US Secretary of State Hillary Clinton said that the United States is "going to look at" putting North Korea back on its list of countries that sponsor terrorism following Pyongyang's nuclear and missile tests.
AFP - Secretary of State Hillary Clinton said Sunday the United States is looking at putting North Korea back on its list of countries that sponsor terrorism following Pyongyang's nuclear and missile tests.
In an interview with ABC television, the top US diplomat was asked for a response to a letter from several US senators asking President Barack Obama to put Pyongyang back on the terror list, from which it was removed in October 2008 under former president George W. Bush.
"Well, we're going to look at it," she said.
"There's a process for it.
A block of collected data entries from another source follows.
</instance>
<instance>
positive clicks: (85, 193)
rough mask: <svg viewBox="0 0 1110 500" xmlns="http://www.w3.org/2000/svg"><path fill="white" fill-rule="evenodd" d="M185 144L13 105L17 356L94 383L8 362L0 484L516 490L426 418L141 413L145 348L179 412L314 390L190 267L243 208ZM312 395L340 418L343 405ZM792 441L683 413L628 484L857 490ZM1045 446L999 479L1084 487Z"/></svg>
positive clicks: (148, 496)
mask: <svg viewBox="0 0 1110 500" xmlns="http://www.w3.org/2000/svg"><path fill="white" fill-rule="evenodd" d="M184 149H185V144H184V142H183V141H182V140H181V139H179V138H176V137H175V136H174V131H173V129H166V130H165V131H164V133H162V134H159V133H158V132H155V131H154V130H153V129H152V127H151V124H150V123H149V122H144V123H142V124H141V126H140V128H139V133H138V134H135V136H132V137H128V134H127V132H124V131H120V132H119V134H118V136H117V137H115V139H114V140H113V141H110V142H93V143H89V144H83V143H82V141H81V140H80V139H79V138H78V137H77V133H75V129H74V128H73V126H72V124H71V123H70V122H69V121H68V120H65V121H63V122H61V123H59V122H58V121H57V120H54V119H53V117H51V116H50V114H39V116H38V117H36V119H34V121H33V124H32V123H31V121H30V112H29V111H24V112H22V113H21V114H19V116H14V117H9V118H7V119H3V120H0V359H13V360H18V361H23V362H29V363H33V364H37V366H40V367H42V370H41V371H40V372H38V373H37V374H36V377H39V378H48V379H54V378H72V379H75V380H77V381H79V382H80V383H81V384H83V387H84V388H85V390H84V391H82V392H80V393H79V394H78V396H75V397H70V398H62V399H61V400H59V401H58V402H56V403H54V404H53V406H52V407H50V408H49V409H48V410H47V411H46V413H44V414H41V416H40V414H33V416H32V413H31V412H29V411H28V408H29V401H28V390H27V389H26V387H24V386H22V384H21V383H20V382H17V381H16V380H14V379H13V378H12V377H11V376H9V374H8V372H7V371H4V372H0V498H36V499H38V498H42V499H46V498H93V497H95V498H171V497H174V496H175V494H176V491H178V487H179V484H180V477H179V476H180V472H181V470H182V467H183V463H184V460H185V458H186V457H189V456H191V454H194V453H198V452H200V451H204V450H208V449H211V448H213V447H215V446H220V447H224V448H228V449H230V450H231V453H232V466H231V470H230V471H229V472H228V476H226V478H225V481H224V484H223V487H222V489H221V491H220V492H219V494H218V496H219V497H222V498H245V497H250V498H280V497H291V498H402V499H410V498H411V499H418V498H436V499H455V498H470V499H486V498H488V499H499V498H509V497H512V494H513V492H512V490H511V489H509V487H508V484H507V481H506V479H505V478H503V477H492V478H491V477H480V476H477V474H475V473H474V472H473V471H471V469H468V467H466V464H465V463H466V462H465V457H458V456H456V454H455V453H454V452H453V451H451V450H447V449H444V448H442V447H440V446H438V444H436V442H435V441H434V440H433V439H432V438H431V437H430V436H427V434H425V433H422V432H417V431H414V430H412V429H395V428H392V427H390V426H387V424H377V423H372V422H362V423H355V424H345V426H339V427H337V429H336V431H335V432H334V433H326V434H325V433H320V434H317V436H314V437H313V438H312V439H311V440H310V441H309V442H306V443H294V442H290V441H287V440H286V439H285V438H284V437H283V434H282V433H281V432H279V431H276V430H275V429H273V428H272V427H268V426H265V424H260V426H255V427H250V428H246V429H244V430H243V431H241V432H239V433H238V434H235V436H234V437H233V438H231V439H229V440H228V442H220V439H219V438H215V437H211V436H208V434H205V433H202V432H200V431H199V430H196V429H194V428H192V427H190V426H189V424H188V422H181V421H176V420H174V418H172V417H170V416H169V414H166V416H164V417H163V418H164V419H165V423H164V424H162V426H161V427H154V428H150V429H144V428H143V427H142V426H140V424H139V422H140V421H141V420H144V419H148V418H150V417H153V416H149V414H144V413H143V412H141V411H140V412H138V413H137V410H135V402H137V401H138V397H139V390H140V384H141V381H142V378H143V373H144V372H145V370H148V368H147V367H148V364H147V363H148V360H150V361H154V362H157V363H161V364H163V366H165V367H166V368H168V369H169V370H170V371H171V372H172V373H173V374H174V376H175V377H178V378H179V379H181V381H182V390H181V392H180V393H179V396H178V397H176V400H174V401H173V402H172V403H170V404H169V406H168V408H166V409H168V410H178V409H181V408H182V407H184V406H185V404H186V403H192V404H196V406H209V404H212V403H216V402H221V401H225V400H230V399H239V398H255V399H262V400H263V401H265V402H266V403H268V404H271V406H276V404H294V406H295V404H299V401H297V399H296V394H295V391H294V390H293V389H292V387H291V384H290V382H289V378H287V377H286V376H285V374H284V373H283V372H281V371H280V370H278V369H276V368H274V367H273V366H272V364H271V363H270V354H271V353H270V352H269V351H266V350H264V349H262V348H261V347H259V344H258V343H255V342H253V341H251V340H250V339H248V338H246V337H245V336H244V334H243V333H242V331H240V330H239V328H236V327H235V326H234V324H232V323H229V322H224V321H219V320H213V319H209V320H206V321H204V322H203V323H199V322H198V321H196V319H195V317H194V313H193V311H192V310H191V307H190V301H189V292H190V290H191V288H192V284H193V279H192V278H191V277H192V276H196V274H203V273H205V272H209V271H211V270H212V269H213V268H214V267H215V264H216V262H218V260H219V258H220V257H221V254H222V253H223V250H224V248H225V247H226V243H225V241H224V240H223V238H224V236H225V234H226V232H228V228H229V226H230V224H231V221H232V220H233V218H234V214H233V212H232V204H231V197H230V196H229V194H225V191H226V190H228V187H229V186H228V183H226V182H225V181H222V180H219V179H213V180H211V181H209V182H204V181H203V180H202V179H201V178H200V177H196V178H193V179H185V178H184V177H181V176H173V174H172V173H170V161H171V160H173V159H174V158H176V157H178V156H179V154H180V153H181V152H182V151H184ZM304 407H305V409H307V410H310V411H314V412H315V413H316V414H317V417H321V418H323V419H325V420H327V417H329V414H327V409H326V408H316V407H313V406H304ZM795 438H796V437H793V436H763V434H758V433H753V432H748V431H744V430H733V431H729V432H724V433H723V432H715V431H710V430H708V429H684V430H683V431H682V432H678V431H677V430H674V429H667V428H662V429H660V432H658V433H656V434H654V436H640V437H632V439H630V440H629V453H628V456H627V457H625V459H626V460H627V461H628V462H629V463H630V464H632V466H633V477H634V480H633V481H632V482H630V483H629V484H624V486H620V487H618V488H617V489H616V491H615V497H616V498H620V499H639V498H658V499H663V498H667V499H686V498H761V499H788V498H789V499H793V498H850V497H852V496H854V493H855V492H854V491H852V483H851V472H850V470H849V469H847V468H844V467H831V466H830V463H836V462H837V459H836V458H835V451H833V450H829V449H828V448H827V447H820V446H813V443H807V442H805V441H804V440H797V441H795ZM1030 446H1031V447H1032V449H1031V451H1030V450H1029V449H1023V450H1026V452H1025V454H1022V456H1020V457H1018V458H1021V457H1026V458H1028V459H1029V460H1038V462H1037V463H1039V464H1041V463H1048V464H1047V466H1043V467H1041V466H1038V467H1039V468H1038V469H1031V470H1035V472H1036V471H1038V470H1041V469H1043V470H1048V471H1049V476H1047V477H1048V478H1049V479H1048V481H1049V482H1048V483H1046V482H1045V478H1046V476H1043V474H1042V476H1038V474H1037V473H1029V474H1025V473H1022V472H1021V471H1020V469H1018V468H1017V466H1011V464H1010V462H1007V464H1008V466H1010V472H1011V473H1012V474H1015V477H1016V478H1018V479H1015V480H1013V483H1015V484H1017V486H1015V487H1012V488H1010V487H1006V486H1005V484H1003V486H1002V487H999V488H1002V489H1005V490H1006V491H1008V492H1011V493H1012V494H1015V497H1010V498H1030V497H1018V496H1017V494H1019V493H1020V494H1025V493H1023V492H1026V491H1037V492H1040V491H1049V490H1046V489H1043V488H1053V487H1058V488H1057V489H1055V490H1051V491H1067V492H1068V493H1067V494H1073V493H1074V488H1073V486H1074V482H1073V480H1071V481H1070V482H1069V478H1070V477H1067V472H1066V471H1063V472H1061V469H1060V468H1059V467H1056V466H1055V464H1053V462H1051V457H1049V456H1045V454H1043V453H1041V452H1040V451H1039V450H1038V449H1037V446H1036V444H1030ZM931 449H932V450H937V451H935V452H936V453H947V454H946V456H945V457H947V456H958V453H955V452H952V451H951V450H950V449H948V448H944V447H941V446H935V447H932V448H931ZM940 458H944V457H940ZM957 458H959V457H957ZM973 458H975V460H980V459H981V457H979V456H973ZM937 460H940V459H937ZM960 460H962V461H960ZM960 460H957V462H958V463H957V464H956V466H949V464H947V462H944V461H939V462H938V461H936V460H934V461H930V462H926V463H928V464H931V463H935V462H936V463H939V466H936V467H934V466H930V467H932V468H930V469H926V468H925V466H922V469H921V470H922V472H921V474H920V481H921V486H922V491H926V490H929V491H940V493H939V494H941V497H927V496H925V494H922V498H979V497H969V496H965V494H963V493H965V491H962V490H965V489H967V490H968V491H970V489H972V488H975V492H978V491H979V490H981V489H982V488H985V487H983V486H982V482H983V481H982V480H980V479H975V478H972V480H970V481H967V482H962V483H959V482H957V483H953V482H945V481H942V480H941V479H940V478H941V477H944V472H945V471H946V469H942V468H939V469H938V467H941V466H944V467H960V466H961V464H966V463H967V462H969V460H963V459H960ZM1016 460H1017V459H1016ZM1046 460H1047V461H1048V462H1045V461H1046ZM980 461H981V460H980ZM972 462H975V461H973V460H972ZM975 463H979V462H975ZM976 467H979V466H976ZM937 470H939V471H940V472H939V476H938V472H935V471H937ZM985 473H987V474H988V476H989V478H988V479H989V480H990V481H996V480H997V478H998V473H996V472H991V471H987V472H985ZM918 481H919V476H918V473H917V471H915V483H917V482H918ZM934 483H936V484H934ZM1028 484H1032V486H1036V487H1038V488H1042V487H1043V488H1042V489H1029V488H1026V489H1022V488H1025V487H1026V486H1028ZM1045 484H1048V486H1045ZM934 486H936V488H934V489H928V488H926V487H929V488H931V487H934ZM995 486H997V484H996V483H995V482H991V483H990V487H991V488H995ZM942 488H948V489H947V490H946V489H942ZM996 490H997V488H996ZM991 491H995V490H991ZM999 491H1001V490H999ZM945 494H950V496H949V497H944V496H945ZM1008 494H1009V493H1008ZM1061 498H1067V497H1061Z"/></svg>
Obviously we would want to see recent evidence of their support for international terrorism," she added. "We're just beginning to look at it."
Obama said Saturday that "North Korea's actions over the last couple of months have been extraordinarily provocative."
The North conducted its second nuclear test last month and defied international criticism by firing a volley of short-range missiles and threatening to attack the capitalist South.
At a press conference in Normandy, where Obama was visiting to mark the 65th D-Day anniversary, the president also said the UN Security Council is working toward a new resolution on North Korea.
He insisted even China and Russia, the two major powers closest to the North, were taking a tougher approach. "They understand how destabilizing North Korea's actions are," Obama said.
Sixteen Republican senators called Wednesday for placing the communist regime back on the terror list, saying the North's "provocative actions must have immediate consequences."
Ailing North Korean leader Kim Jong-Il's "regime has never stopped supporting terrorism or joined meaningful negotiations," said Senator Jim DeMint of South Carolina. "In fact, North Korea has done just the opposite and moved closer to equipping terrorists with nuclear weapons."
DeMint and seven other lawmakers had sent a letter to Clinton a day earlier urging her to "immediately" place North Korea back on the blacklist.
Reinstating North Korea on the watchlist would reactivate sanctions lifted in October, when the United States said North Korea had agreed to steps to verify its nuclear disarmament and pledged to resume disabling its atomic plants.
Obama would be able to waive the designation if he certifies to the congress that North Korea has fully disclosed its nuclear activities, has not illegally spread nuclear or missile know-how, has not supported any terrorist groups, and has met other conditions.
North Korea was added to the blacklist on January 20, 1988, following the bombing by its agents of a KAL plane on November 29, 1987 which killed all 115 on board.
The State Department said late last year that the North was not known to have sponsored any terrorist acts since that bombing.